Day 28 of 1000: Writing with vulnerability and following intuition

I’m undertaking a 1000-day reinvention project, blogging here daily to track my progress. In Thursday Thinker, I share a smart idea or theory.

A good writer is a vulnerable writer—one who writes not form invincible strength, but from vulnerability. The best writing comes from the heart, and the heart is tender. When our writing feels dull or flat, it is because we are refusing to say something we consider unsayable. We are refusing to be vulnerable, to share our secret heart.

Whenever we are willing to be totally honest, our writing has “spice.” As we strive to become comfortable with an uncomfortable truth, we become daring. Risking what may feel like—and often is—a large risk, we are being obedient to ourselves.

Julia Cameron, Write for Life: Creative Tools for Every Writer

I’ve felt extremely vulnerable in my writing lately, because all I want to write about is falling in love. That seems like something I shouldn’t write about or talk about. I should keep it to myself. When I write about it, I feel a little thrill, even as a part of me says, “you shouldn’t be writing about that!”

I also feel vulnerable when I share how my plans keep changing. I say I’m going to do one thing, and then I get disenchanted with that, and start another.
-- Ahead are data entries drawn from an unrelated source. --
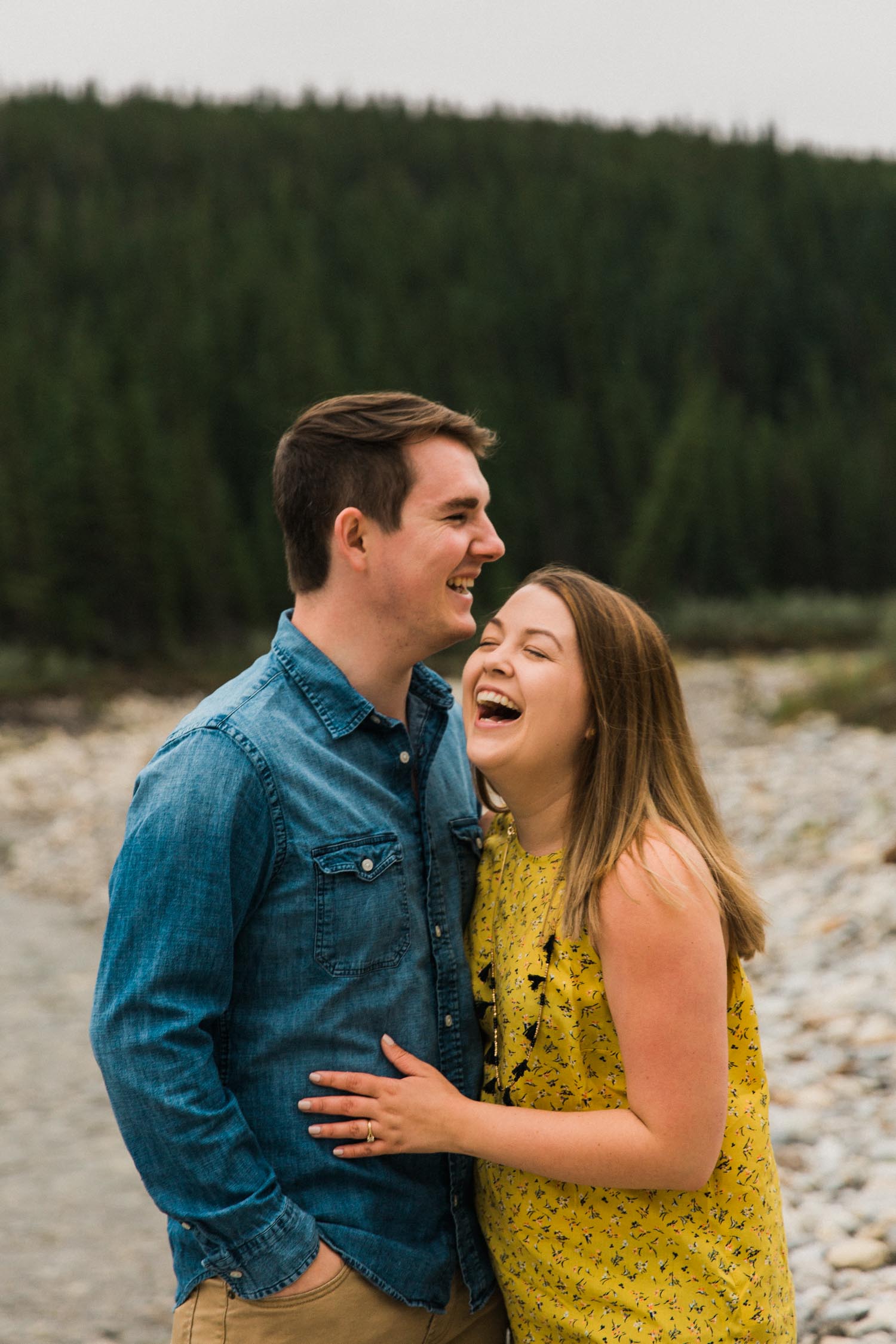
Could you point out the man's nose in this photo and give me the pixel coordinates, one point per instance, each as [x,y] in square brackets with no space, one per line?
[488,545]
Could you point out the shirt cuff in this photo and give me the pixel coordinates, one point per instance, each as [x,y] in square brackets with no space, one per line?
[272,1260]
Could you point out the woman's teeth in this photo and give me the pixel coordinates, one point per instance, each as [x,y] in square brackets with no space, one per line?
[501,702]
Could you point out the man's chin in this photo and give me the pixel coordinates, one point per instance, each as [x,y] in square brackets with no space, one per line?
[449,636]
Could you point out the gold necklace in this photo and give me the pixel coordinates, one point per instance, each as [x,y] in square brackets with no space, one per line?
[488,976]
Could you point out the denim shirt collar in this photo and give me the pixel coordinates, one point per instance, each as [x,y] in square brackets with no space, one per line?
[340,707]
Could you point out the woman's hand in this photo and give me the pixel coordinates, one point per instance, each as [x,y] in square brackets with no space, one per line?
[418,1113]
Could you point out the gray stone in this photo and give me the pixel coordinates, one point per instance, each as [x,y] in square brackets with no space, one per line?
[859,1253]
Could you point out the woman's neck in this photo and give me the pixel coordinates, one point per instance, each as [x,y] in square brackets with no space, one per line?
[539,815]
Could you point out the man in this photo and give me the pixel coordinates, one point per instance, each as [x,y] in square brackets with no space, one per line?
[297,867]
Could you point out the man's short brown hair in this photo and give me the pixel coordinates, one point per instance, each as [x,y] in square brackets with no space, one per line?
[348,452]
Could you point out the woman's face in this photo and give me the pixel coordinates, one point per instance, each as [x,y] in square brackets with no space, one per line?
[530,658]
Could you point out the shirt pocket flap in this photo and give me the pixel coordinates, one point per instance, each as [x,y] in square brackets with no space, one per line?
[366,858]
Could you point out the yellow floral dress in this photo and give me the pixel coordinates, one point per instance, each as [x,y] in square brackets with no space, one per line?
[582,1262]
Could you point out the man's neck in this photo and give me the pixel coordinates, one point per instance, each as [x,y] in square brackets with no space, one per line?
[359,652]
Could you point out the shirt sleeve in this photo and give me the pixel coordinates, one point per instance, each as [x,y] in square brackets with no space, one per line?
[201,847]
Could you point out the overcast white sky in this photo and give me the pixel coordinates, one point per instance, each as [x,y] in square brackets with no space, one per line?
[823,72]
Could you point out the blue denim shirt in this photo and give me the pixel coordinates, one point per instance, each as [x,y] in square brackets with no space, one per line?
[281,900]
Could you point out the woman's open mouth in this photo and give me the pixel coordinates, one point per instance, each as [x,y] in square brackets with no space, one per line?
[495,710]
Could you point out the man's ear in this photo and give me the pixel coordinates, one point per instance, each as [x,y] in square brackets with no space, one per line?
[351,538]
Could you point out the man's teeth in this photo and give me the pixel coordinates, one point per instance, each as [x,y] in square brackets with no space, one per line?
[493,698]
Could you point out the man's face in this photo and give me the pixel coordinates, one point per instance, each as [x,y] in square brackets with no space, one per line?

My latest plan: take a draft memoir I have written and turn it into a series of personal essays, each paired with a painting. I feel anxiety about this work. It feels too personal and too raw. It will show me as I really am: flighty, unstable, always seeking romance.

Cameron says, “As we write, we open ourselves to Higher Forces. We receive hunches and intuitions that lead us down our proper path. At first, we may mistrust such spiritual input. But as we continue to write, our intuition gradually becomes a working part of the mind.”
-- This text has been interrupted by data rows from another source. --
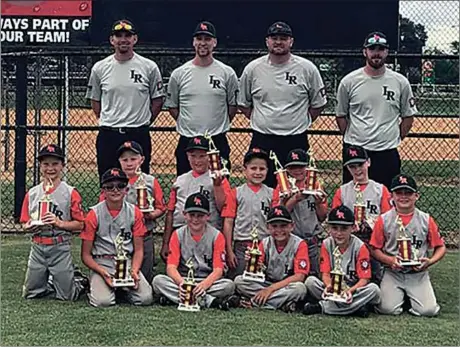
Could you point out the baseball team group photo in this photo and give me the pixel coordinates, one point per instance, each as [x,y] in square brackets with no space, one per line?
[287,190]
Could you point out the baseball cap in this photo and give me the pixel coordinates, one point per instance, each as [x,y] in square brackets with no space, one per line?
[132,146]
[341,215]
[255,153]
[376,38]
[198,142]
[205,28]
[279,28]
[279,214]
[197,203]
[51,150]
[403,181]
[112,175]
[354,155]
[123,25]
[297,157]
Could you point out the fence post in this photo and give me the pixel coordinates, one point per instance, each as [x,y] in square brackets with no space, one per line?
[20,162]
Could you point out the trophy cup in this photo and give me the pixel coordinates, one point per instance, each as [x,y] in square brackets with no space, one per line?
[287,184]
[254,270]
[407,252]
[337,280]
[122,276]
[312,186]
[44,205]
[144,198]
[216,163]
[189,303]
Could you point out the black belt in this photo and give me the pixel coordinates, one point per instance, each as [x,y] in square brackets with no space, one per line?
[125,130]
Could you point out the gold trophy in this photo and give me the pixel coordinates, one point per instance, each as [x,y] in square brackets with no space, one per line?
[144,198]
[44,205]
[254,270]
[216,163]
[189,303]
[407,252]
[337,280]
[287,184]
[312,185]
[122,276]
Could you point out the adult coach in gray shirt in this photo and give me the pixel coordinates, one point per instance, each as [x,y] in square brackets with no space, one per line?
[375,109]
[202,97]
[126,92]
[282,94]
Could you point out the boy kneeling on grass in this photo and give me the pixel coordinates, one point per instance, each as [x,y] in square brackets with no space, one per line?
[205,246]
[103,224]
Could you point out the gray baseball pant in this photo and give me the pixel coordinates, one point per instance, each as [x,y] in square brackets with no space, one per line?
[295,291]
[57,261]
[418,288]
[164,285]
[369,294]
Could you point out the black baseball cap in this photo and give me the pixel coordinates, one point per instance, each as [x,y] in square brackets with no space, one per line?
[114,174]
[279,28]
[132,146]
[51,150]
[255,153]
[341,215]
[354,155]
[205,28]
[376,38]
[403,181]
[197,203]
[279,214]
[297,157]
[198,142]
[123,25]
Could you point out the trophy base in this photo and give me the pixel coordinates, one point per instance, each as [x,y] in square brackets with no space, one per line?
[188,308]
[125,282]
[254,277]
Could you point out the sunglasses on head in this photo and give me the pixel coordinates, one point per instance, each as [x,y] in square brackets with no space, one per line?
[114,186]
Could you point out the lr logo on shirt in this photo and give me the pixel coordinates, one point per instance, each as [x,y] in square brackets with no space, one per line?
[390,94]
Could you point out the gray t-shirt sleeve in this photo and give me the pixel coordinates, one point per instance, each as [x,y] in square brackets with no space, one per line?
[408,108]
[94,90]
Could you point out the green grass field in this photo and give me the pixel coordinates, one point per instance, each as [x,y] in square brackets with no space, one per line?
[45,322]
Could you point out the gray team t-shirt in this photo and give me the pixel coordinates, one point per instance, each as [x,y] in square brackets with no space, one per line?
[374,106]
[281,95]
[125,90]
[203,95]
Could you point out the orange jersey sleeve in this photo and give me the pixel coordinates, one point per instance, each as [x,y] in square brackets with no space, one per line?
[337,199]
[363,263]
[434,236]
[301,259]
[174,250]
[230,208]
[25,217]
[139,228]
[385,205]
[324,261]
[378,235]
[218,256]
[90,228]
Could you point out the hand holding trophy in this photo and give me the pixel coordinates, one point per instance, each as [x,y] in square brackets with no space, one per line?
[188,300]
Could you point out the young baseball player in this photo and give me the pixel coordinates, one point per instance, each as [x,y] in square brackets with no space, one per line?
[50,254]
[103,224]
[285,257]
[205,246]
[424,232]
[131,157]
[197,180]
[355,264]
[246,208]
[307,211]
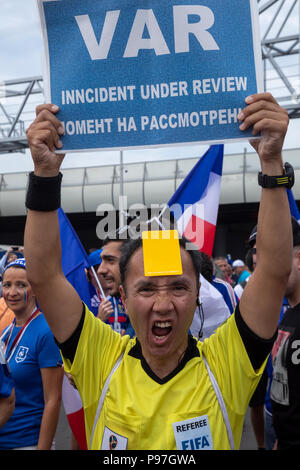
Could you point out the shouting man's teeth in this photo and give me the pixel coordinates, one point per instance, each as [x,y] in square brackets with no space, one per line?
[162,324]
[161,329]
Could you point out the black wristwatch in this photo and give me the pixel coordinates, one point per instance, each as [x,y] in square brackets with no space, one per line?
[287,179]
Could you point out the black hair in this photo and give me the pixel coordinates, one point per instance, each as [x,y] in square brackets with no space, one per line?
[207,267]
[120,235]
[131,246]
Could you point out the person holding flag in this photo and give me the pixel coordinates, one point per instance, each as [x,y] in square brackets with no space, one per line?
[30,352]
[162,380]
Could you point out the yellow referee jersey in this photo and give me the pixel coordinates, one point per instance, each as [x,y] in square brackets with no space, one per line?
[183,412]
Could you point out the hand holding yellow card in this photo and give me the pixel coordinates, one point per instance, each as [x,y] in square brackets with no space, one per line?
[161,252]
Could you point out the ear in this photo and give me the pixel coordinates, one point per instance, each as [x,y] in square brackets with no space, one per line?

Perhaps I keep changing my mind about what to focus on because I’ve failed to follow my intuition well enough. I’ve had the memoir project in the works for years, in various formats (a true memoir, a screenplay, a novel based on the events of the memoir). But I haven’t focused on bringing it to completion.

I suspect if I were to follow my intuition as to what to focus on and emphasize vulnerability rather than trying to eliminate it I could make better progress with my writing as well as with my painting.